Des insectes pour arrêter d’autres insectes
Face aux insectes nuisibles, le premier réflexe a longtemps été le recours aux pesticides de synthèse, avec tous les dommages collatéraux qu’ils peuvent engendrer. Toutefois, les alternatives de lutte biologique se sont multipliées ces dernières années.
Fabriqués en laboratoire
“La lutte biologique consiste à utiliser des organismes vivants afin de contrôler des populations de nuisibles”, rappelle Louis Hautier, entomologiste au Centre wallon de recherche agronomique (CRA-W). Parmi les ravageurs qui nous empoisonnent la vie en Belgique, citons par exemple les populations de pucerons qui s’attaquent aux jardins, espaces verts et autres cultures agricoles, mais aussi le doryphore qui se régale des plants de pommes de terre, la pyrale du buis ou les scolytes. “Il existe différents groupes d’organismes utiles, poursuit le scientifique. Les insectes prédateurs comme les coccinelles, les insectes parasitoïdes telle la micro-guêpe qui pond ses œufs dans un hôte, mais aussi certains acariens, des nématodes (vers), des bactéries, etc.” Tous ces organismes sont bien sûr déjà présents naturellement dans l’environnement, mais peuvent aussi désormais être ‘fabriqués’ en laboratoire et vendus par des sociétés spécialisées en tant qu’agents de lutte biologique contre les nuisibles, ce qui évite le recours aux pesticides de synthèse néfastes pour l’environnement et la santé humaine.
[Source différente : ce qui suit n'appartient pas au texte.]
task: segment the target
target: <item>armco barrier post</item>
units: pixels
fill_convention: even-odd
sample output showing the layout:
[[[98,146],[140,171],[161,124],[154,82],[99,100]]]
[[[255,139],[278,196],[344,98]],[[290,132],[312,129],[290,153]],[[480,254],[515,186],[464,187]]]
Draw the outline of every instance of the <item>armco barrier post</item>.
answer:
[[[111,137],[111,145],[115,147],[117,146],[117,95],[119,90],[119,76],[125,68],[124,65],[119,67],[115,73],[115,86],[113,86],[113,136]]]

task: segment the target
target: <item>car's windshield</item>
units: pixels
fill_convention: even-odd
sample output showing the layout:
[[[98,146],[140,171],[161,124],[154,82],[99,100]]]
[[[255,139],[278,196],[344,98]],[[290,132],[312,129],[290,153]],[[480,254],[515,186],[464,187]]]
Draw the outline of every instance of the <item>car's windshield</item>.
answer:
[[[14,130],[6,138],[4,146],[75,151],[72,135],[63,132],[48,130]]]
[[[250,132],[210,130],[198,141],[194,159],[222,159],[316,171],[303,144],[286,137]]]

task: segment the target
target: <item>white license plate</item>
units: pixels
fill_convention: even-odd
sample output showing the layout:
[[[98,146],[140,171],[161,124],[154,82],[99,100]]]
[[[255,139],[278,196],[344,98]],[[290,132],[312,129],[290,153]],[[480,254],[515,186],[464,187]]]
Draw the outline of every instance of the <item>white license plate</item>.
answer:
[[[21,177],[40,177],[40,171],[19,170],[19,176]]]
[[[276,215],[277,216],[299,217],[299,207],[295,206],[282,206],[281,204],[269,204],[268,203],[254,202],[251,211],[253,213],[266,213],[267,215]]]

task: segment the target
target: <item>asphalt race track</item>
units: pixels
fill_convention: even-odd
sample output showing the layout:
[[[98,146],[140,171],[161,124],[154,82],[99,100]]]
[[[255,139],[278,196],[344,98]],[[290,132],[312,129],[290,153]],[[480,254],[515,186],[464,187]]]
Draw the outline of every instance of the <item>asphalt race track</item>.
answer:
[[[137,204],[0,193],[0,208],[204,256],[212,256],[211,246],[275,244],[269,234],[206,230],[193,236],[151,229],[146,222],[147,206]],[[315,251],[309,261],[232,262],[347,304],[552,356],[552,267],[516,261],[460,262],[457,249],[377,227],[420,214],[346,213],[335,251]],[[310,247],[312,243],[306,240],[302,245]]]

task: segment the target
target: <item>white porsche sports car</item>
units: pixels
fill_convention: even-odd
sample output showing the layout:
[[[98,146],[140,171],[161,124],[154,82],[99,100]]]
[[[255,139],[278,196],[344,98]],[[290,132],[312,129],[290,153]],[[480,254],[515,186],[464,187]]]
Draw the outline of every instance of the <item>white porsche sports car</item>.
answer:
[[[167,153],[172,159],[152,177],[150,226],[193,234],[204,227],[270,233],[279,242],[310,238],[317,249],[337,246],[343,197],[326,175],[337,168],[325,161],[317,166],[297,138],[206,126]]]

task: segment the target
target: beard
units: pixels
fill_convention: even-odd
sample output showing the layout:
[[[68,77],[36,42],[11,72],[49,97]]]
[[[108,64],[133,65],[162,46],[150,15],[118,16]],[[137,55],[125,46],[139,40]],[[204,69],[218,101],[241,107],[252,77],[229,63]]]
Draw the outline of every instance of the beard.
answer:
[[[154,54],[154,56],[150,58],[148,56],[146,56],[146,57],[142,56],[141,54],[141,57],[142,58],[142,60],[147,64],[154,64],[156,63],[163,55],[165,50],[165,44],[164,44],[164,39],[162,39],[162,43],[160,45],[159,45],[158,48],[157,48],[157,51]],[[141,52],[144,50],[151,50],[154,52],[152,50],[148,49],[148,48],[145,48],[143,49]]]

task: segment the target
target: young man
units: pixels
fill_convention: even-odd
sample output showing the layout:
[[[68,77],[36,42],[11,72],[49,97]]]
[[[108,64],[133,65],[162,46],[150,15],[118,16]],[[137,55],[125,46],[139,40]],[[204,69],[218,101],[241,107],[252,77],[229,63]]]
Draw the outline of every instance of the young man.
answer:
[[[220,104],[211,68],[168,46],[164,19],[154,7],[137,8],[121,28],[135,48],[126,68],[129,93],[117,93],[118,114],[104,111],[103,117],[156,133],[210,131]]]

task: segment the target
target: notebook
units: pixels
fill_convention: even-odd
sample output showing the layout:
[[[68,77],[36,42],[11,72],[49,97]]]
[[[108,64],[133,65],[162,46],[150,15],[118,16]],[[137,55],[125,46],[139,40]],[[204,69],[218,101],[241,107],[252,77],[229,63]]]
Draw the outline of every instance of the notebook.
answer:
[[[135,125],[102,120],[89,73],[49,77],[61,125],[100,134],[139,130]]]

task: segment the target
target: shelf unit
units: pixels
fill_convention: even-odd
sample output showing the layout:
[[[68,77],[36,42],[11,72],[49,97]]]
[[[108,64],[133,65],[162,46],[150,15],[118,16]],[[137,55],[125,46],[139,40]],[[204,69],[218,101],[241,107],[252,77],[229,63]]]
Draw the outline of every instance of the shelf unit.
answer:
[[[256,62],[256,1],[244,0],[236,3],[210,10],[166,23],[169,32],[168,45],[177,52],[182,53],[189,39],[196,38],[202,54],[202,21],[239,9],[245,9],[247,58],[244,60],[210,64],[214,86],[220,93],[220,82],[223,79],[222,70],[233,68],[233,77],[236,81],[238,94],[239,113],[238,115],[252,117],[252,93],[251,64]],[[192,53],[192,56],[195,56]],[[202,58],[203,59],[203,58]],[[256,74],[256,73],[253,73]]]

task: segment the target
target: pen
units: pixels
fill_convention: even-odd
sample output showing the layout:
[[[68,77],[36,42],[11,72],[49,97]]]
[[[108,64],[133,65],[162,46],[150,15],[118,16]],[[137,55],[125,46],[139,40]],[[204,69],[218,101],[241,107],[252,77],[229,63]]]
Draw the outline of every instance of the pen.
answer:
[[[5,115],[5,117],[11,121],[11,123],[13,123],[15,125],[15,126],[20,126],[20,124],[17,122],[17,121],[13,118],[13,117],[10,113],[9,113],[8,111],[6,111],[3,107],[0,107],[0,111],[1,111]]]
Pour professionnels et particuliers
“Il y a différentes stratégies possibles selon que l’on soit agriculteur, gestionnaire d’espaces verts, horticulteur amateur, etc., explique encore Louis Hautier. Un particulier peut, par exemple, introduire directement des coccinelles dans son jardin afin de lutter contre les pucerons qui s’en prennent à ses rosiers. C’est possible car la lutte a lieu très localement, dans un espace limité. Idem dans les serres professionnelles, qui sont des milieux confinés mais où les insectes utiles ne vont pas venir naturellement car ils ne peuvent s’y maintenir. Par contre, dans un champ de plusieurs hectares, il est inimaginable de déposer des larves de coccinelles sous chaque plant. Dans pareil cas, il faut plutôt adopter une approche par conservation, c’est-à-dire essayer de créer un environnement favorable aux coccinelles tout autour du champ et où elles peuvent se maintenir lorsqu’il n’y a pas de ravageurs.”
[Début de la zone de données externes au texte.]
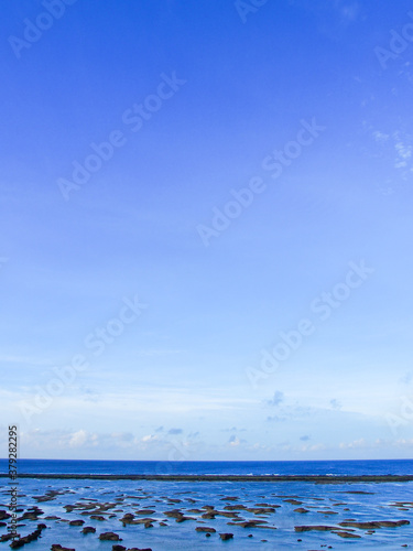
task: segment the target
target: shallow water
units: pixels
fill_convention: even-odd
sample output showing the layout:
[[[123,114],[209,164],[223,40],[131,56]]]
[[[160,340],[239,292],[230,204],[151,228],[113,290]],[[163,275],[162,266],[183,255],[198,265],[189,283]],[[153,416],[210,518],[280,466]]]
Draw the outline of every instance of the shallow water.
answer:
[[[1,480],[2,482],[2,480]],[[409,510],[399,510],[391,507],[394,501],[413,500],[413,483],[382,483],[382,484],[314,484],[314,483],[238,483],[238,482],[152,482],[152,480],[39,480],[20,479],[19,507],[26,509],[37,505],[43,511],[37,521],[24,520],[25,526],[20,533],[25,536],[32,532],[39,522],[47,525],[47,529],[42,532],[42,538],[32,542],[24,549],[40,551],[51,549],[52,543],[61,543],[70,547],[76,551],[99,550],[111,551],[113,542],[99,541],[98,534],[107,531],[118,533],[124,547],[152,548],[153,551],[161,550],[193,550],[193,549],[228,549],[250,550],[250,549],[320,549],[320,545],[332,545],[333,549],[341,549],[344,545],[350,549],[387,549],[395,550],[402,544],[413,541],[413,507]],[[0,501],[2,509],[8,508],[8,485],[0,486]],[[37,503],[33,496],[44,495],[47,490],[62,490],[63,495],[57,495],[54,500]],[[348,491],[367,491],[369,494],[348,494]],[[127,496],[134,496],[127,497]],[[293,505],[285,501],[287,496],[295,496],[302,505]],[[237,497],[237,500],[222,499],[226,497]],[[85,499],[80,499],[85,498]],[[181,499],[181,503],[171,504],[169,499]],[[100,503],[119,501],[117,512],[113,518],[105,521],[91,520],[88,516],[80,515],[81,511],[74,510],[66,512],[64,505],[75,503],[87,503],[88,499],[97,499]],[[188,501],[195,500],[195,503]],[[256,516],[252,512],[239,511],[240,517],[246,520],[262,519],[268,521],[269,528],[241,528],[228,526],[230,518],[217,516],[215,519],[200,519],[199,515],[187,512],[188,509],[198,508],[205,505],[213,505],[217,510],[224,510],[228,505],[246,505],[247,507],[257,504],[268,503],[280,505],[276,511],[265,516]],[[336,505],[345,504],[345,505]],[[309,510],[307,514],[294,512],[297,507]],[[203,526],[199,520],[187,520],[176,522],[174,518],[164,516],[165,510],[178,508],[186,516],[199,518],[207,527],[215,528],[217,532],[231,532],[233,539],[222,542],[218,533],[213,533],[206,538],[205,533],[196,532],[196,526]],[[344,509],[349,510],[344,510]],[[135,514],[139,509],[154,509],[153,515],[148,515],[155,519],[153,528],[145,529],[143,525],[132,525],[122,527],[119,521],[127,512]],[[336,511],[337,515],[325,515],[325,510]],[[44,520],[46,516],[57,516],[62,519],[85,520],[84,526],[91,526],[97,529],[96,533],[84,536],[80,533],[81,527],[69,527],[67,522],[56,520]],[[139,518],[139,517],[138,517]],[[360,539],[343,539],[330,532],[295,532],[295,526],[302,525],[328,525],[336,526],[345,519],[357,521],[372,520],[401,520],[406,519],[412,523],[398,528],[381,528],[372,534],[367,534],[366,530],[354,529],[355,533],[361,536]],[[166,520],[166,527],[159,526],[159,521]],[[0,528],[0,534],[7,533],[7,527]],[[252,533],[252,538],[248,534]],[[302,542],[297,541],[298,539]],[[261,540],[268,540],[263,542]],[[10,549],[8,542],[0,543],[0,549]]]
Des fleurons belges et wallons
Leader mondial de la pollinisation et de la lutte intégrée biologique des cultures, Biobest est principalement connue pour ses bourdons, mais la société commercialise également une large gamme d’insectes utiles. Basée à Westerlo, la firme a multiplié les acquisitions ces derniers temps et levé 100 millions d’euros supplémentaires. De quoi faire de ce fleuron flamand une licorne, entreprise valorisée à plus d’un milliard de dollars. Mais notre pays compte aussi d’autres fleurons, bien que plus modestes. C’est notamment le cas de Horpi Development, spin-off de l’ULiège spécialisée dans la production de coccinelles de l’espèce indigène Adalia bipunctata, ou coccinelle à deux points, pour le contrôle des pucerons. Autre pépite wallonne: Viridaxis, spin-off de l’UCLouvain qui produit différents parasitoïdes via un procédé unique. Sa méthode brevetée consiste à reproduire dans un milieu artificiel la physiologie des pucerons, de telle sorte que ces derniers ne sont plus nécessaires au développement des larves de parasitoïdes, ce qui facilite grandement leur production.
“Une amélioration continue des solutions proposées”
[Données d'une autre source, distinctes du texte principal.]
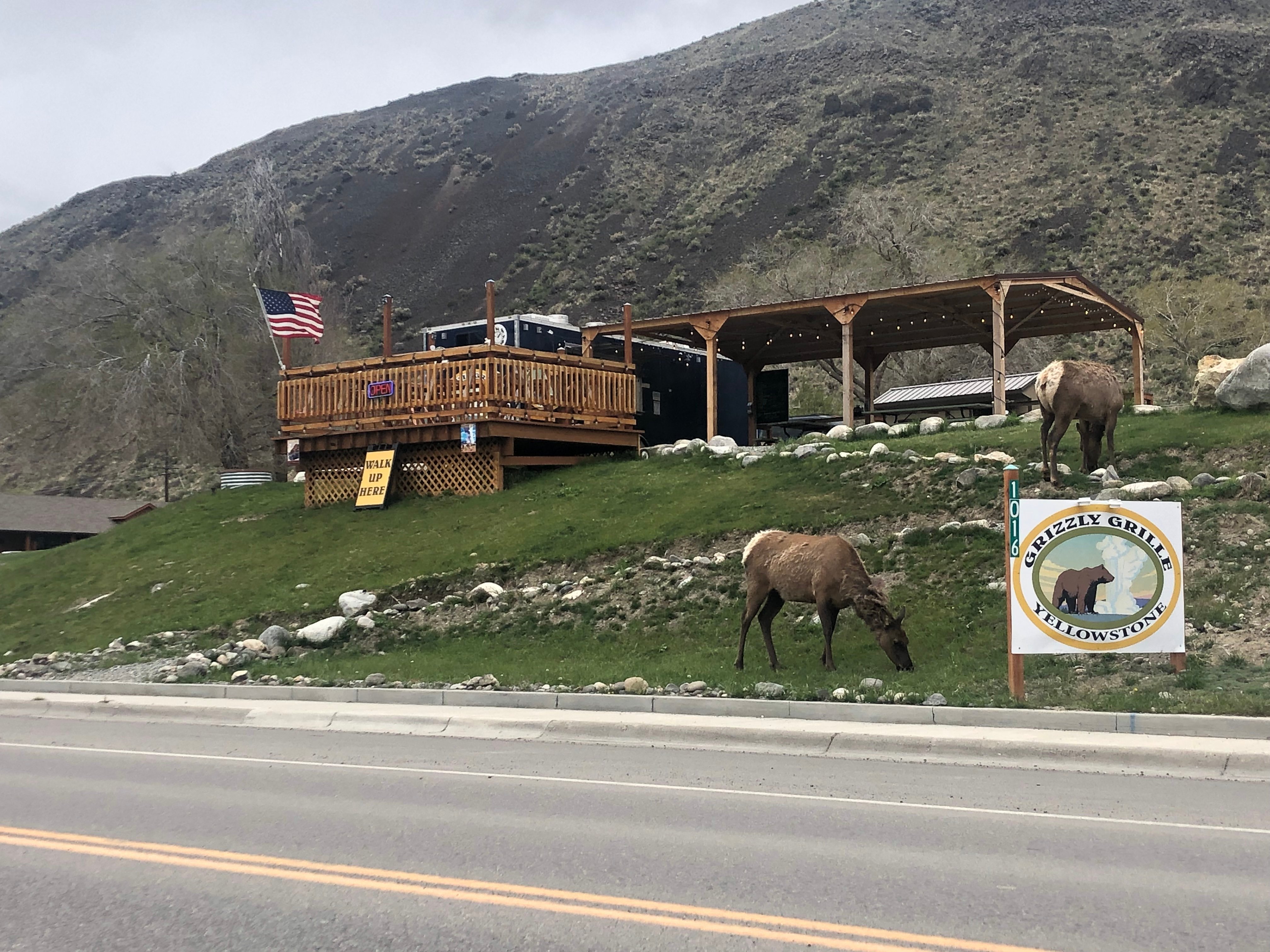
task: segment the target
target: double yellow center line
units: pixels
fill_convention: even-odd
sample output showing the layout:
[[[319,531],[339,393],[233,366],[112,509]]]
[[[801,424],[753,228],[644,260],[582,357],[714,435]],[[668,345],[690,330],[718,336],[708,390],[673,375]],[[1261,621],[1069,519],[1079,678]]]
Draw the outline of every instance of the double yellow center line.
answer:
[[[690,906],[678,902],[657,902],[645,899],[625,899],[593,892],[517,886],[507,882],[483,882],[450,876],[428,876],[398,869],[376,869],[364,866],[318,863],[307,859],[230,853],[220,849],[198,849],[168,843],[145,843],[107,836],[85,836],[75,833],[32,830],[19,826],[0,826],[0,844],[50,849],[61,853],[131,859],[141,863],[160,863],[189,869],[267,876],[276,880],[312,882],[325,886],[345,886],[380,892],[398,892],[460,902],[479,902],[512,909],[531,909],[544,913],[561,913],[592,919],[660,925],[692,932],[742,935],[752,939],[770,939],[790,944],[842,948],[852,952],[930,952],[930,949],[956,949],[958,952],[1044,952],[1044,949],[1006,946],[996,942],[975,942],[944,935],[919,935],[890,929],[871,929],[864,925],[839,925],[814,919],[795,919],[759,913],[737,913],[729,909]]]

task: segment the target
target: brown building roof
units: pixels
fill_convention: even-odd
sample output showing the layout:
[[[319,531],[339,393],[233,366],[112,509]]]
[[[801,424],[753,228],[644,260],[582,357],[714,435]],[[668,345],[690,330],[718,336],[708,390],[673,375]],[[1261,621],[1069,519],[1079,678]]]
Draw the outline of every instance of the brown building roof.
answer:
[[[95,536],[157,505],[140,499],[0,494],[0,532],[71,532]]]

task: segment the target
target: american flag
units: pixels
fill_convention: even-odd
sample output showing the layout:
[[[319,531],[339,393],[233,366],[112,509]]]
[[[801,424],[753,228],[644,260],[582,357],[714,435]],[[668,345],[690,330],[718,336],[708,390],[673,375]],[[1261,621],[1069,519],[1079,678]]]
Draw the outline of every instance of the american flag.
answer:
[[[269,333],[276,338],[315,338],[321,339],[321,315],[318,294],[295,294],[286,291],[257,288],[260,297],[260,310],[269,325]]]

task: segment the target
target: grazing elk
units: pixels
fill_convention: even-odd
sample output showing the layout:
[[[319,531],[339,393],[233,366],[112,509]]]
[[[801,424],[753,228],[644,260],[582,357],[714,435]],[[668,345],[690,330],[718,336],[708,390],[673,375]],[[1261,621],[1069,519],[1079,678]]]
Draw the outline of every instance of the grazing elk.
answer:
[[[745,613],[740,619],[738,671],[745,666],[745,632],[756,616],[763,631],[767,660],[776,669],[772,619],[786,602],[815,605],[824,631],[820,663],[831,671],[837,670],[833,664],[833,627],[838,622],[838,612],[848,607],[869,626],[878,646],[897,670],[913,669],[908,656],[908,635],[900,627],[904,609],[894,616],[890,613],[885,595],[869,579],[860,553],[841,536],[800,536],[768,529],[749,539],[740,561],[745,567]]]
[[[1059,485],[1058,442],[1072,420],[1081,434],[1081,472],[1099,468],[1104,435],[1107,459],[1115,462],[1115,421],[1124,405],[1124,392],[1110,367],[1092,360],[1054,360],[1036,374],[1036,399],[1041,414],[1043,479]]]

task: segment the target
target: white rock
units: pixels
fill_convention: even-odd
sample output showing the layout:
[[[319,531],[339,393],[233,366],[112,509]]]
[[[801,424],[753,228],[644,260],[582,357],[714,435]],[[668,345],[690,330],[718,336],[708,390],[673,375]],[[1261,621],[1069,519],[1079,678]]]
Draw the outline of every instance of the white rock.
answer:
[[[302,645],[312,645],[315,647],[325,645],[339,635],[339,630],[344,627],[348,619],[342,614],[323,618],[320,622],[306,625],[304,628],[297,631],[295,640]]]
[[[483,581],[467,593],[467,600],[474,603],[489,602],[503,594],[503,586],[497,581]]]
[[[353,589],[339,597],[339,611],[344,613],[345,618],[352,618],[354,614],[362,614],[375,602],[375,595],[366,589]]]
“Une multitude d’organismes utiles sont désormais proposés à la vente, confirme Louis Hautier. Des dizaines, contre encore une poignée il y a seulement 20 ans. Et ces organismes sont à présent très ciblés, pour affronter des problèmes précis. La qualité des insectes s’est également beaucoup améliorée. Les solutions proposées s’améliorent continuellement.” Et pour le scientifique du CRA-W, ce marché en pleine croissance va continuer à se développer. “D’autant plus qu’il y a une attente sociétale de limiter l’utilisation de pesticides, souligne-t-il. De moins en moins de produits de ce type débarquent sur le marché, de moins en moins de nouvelles molécules, et il y a de plus en plus de critères légaux à respecter. Et pour produire bio, il n’y a guère le choix: si l’on ne peut pas utiliser de produits de synthèse, il faut pouvoir recourir à la lutte biologique.”
100 millions
En euros, la dernière levée de fonds de Biobest, licorne flamande basée à Westerlo.